Only three of the six teams were able to make the trip due to poor weather, but Bethel’s Native Youth Olympic Invitational went on as scheduled. Teams arrived by boat and small planes through thick fog to compete in the traditional games of strength and endurance at Bethel’s Gladys Jung Elementary School.
A ball hangs in midair: an orb of turquoise blue and spotted seal fur, suspended on a string and connected to a tall, wooden tripod.
Bethel Gladys Jung sixth-grader Jordan Klejka approaches. She runs her fingers down the twine, steadying the ball. It hangs just below her bright blue eyes, 49 inches from the ground.

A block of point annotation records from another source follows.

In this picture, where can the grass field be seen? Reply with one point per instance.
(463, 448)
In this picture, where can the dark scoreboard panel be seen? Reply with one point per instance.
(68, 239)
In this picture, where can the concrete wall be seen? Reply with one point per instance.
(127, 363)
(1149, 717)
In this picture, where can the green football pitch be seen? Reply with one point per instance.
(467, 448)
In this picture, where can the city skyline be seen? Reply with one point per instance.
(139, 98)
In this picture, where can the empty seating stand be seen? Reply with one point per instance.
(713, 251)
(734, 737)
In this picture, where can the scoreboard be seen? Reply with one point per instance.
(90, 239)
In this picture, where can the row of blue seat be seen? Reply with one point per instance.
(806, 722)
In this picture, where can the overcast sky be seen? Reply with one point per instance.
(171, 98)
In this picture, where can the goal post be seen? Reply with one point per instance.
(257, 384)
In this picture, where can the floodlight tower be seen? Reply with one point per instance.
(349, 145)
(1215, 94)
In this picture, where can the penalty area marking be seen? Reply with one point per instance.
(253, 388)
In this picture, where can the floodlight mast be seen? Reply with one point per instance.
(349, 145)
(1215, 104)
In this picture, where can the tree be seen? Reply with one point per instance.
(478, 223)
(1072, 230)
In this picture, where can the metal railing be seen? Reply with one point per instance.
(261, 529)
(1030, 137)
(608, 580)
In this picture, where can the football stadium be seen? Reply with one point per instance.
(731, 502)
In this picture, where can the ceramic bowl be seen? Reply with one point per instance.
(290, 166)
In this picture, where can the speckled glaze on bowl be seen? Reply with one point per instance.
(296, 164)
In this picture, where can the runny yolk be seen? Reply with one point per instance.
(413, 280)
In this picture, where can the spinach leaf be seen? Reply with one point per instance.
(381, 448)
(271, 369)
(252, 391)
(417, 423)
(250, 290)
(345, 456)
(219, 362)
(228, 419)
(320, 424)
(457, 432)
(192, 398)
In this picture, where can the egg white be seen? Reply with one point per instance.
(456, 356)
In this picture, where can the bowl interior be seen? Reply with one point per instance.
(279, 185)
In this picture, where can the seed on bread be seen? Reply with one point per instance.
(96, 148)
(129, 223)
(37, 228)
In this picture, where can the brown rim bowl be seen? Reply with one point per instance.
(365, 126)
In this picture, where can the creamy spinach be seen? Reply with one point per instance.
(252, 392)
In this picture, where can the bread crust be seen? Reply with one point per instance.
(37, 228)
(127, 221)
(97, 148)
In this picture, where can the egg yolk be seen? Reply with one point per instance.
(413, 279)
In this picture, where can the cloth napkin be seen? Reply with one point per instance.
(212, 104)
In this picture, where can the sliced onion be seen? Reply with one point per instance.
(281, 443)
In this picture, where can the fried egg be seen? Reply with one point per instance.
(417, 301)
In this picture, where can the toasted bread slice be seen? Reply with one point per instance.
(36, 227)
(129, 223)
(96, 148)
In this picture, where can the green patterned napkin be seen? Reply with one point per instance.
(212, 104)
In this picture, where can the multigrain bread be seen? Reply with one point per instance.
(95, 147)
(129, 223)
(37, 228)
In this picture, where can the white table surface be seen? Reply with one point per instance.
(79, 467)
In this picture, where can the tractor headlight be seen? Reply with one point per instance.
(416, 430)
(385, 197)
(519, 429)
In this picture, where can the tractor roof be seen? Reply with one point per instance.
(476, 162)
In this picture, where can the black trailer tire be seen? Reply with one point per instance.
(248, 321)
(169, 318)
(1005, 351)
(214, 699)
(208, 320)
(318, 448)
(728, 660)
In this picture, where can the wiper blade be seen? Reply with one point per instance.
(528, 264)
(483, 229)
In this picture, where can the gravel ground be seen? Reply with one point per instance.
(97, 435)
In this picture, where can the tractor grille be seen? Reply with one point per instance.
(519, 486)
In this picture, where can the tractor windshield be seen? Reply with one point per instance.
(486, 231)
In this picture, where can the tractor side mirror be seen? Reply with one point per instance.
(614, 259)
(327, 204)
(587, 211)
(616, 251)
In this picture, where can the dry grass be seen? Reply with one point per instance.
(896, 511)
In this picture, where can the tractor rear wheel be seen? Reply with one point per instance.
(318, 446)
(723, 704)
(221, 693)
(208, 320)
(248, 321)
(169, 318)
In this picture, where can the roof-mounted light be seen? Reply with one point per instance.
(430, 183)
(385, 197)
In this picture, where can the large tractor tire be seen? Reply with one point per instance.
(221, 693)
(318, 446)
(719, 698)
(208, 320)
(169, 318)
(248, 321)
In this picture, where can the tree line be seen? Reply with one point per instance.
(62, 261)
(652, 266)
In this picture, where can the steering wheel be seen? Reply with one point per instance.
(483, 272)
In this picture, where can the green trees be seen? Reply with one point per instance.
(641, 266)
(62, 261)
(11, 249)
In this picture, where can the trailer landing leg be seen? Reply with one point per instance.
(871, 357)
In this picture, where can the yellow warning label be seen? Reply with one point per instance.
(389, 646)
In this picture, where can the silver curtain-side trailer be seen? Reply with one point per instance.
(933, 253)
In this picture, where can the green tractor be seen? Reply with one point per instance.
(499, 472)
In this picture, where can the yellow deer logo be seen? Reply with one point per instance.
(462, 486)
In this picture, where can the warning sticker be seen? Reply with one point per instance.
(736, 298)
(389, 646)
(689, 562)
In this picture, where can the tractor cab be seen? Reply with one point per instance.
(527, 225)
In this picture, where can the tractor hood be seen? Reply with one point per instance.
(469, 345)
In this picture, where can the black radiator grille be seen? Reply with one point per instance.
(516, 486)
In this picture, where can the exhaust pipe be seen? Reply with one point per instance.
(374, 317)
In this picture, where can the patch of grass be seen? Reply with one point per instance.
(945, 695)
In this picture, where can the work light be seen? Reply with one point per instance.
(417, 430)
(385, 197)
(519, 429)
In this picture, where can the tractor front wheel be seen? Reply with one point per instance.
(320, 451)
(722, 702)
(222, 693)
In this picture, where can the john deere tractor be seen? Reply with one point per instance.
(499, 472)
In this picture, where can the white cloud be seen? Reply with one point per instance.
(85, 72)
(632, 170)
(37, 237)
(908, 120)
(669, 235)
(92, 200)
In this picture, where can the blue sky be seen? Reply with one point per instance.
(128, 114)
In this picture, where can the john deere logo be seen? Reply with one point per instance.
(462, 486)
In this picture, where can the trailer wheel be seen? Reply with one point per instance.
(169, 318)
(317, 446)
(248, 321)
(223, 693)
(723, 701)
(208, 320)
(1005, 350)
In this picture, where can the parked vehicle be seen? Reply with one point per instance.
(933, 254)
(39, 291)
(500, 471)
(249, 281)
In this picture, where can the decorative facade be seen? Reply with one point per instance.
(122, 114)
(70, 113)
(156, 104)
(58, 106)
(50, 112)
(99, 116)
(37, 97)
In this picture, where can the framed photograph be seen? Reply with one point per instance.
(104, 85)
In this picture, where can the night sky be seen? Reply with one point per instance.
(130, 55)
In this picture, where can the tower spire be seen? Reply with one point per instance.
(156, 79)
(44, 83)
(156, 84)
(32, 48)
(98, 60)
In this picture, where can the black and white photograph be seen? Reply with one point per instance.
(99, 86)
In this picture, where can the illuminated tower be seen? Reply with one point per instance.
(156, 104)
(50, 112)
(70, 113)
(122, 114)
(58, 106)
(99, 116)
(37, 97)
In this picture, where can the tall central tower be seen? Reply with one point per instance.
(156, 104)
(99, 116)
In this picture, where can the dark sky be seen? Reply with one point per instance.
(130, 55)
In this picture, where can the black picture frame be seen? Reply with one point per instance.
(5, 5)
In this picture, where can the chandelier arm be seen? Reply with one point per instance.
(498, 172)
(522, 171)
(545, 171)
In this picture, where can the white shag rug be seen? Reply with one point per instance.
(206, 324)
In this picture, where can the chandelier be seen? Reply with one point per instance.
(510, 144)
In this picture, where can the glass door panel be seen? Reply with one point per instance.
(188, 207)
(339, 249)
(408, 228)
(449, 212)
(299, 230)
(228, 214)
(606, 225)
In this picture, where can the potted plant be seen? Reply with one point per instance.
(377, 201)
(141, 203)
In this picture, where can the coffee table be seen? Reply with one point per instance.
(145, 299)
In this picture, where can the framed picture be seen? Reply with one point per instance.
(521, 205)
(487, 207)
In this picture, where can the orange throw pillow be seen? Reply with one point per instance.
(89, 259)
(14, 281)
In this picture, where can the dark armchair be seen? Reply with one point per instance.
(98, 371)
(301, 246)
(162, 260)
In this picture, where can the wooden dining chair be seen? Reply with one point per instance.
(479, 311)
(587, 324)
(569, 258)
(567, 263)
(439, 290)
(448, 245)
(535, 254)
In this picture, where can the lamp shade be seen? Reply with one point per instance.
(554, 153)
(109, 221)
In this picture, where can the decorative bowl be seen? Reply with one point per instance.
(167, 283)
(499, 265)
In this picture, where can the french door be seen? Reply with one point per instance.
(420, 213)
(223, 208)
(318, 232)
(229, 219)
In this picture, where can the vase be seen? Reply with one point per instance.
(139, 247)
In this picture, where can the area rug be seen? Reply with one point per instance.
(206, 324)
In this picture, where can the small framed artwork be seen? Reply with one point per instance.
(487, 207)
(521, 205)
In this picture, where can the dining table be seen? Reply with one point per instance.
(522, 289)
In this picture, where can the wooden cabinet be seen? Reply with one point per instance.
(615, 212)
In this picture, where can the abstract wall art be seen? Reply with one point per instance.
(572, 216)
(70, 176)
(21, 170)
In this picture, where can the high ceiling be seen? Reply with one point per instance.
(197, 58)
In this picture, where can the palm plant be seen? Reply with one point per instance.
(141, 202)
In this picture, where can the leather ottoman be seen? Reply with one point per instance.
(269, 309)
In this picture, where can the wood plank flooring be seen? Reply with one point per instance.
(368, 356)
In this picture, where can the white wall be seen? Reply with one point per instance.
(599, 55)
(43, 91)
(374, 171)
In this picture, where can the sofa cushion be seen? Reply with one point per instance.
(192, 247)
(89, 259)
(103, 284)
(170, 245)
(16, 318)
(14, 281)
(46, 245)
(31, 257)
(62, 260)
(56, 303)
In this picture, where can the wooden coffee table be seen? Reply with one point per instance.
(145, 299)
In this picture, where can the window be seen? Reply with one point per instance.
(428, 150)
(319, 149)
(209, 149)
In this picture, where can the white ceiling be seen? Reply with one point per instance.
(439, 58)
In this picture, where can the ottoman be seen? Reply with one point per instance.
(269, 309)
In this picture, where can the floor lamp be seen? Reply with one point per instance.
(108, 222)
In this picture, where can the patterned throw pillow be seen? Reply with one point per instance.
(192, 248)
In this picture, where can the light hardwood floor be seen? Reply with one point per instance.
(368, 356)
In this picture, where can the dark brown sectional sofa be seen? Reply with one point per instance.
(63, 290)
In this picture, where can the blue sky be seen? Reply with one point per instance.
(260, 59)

Klejka steps back. Pauses. Then, in a sudden motion, she jackknifes her body, lifting both feet and kicking the ball. The ball soars in a wide arc and Klejka lands on her red sneakers, winning the Junior High School Girls’ Two-Foot High Kick.
“It feels really fun and amazing when you’re about to kick it,” Klejka said. “It feels like you can kick the sky with your feet.”
Oscarville takes second place. NYO is the small school’s only sport. With about a dozen students, Oscarville doesn’t have a gym. Instead, chaperone Eliza Joekay said that the students practice in classrooms. That can be challenging.
“One time they did seal hop, and they went inside the school, but they had to make sure the doors were open wide so they could turn,” Joekay said.
During the seal hop this weekend, eleventh grader Brenda Mark from Goodnews Bay takes the lead. She bounces her body in a push-up position across the floor. Arms straight, hands flat, toes pointed; her chipped purple nail polish sparkles against the blond wood floor. Three-quarters of the way across, she collapses and holds her position. Another athlete runs the tape measure from the starting line to Mark’s fingertips.
“72 feet, 5 inches, for Brenda Mark,” the judge announced.
After others fail to match or exceed her, Mark receives a blue ribbon for first place. She says that taking up yoga helped her increase her distance.
“It’s from practicing breathing, and there’s lot of different types of breathing,” Mark said. “It depends on how you’re moving. You have to try to control it.”
Fletcher Hughes, Mark’s coach at Goodnews Bay, moved from Pennsylvania last year and began learning how to coach a sport unique to Alaska.
“The One-Foot and Two-Foot were the biggest learning curve,” Hughes said, “because I’d never taught anything remotely close to that.”
Hughes had coached baseball, basketball and soccer in the past. To learn these new sports, he began watching NYO videos online.
“Had a couple of young men from last year increase their kick by 12 and 14 inches, so I felt like I was doing alright with it,” Hughes said, smiling.
NYO events prepare athletes for subsistence activities. High kicks were used to signal a successful hunt. The seal hop builds stamina and trains hunters to sneak up on seals. The wrist carry, where athletes hang from a wooden pole by one wrist, tests strength and endurance while respectfully emulating an animal giving itself.
Oscarville eleventh grader Trevor Mesak said that the training also works in reverse. Subsistence prepares athletes for sports.
“Especially the seal, and carrying the moose always helps because it gets you stronger and more stamina,” Mesak said.
As the coaches calculate the scores, the students go for the hoops. This basketball
game is more than just a friendly match. For the teams traveling to Bethel, it’s one of
the rare times they get to run the length of a full court. Then Bethel’s Gladys Jung coach Tommy Bayayok wheels out a cart piled with brightly colored ribbons. One by one, he calls out the top scores and the athletes’ names.
And one by one, students walk up and collect their awards, leaving the tournament with fistfuls of silky ribbons.
Anna Rose MacArthur is a reporter at KYUK in Bethel.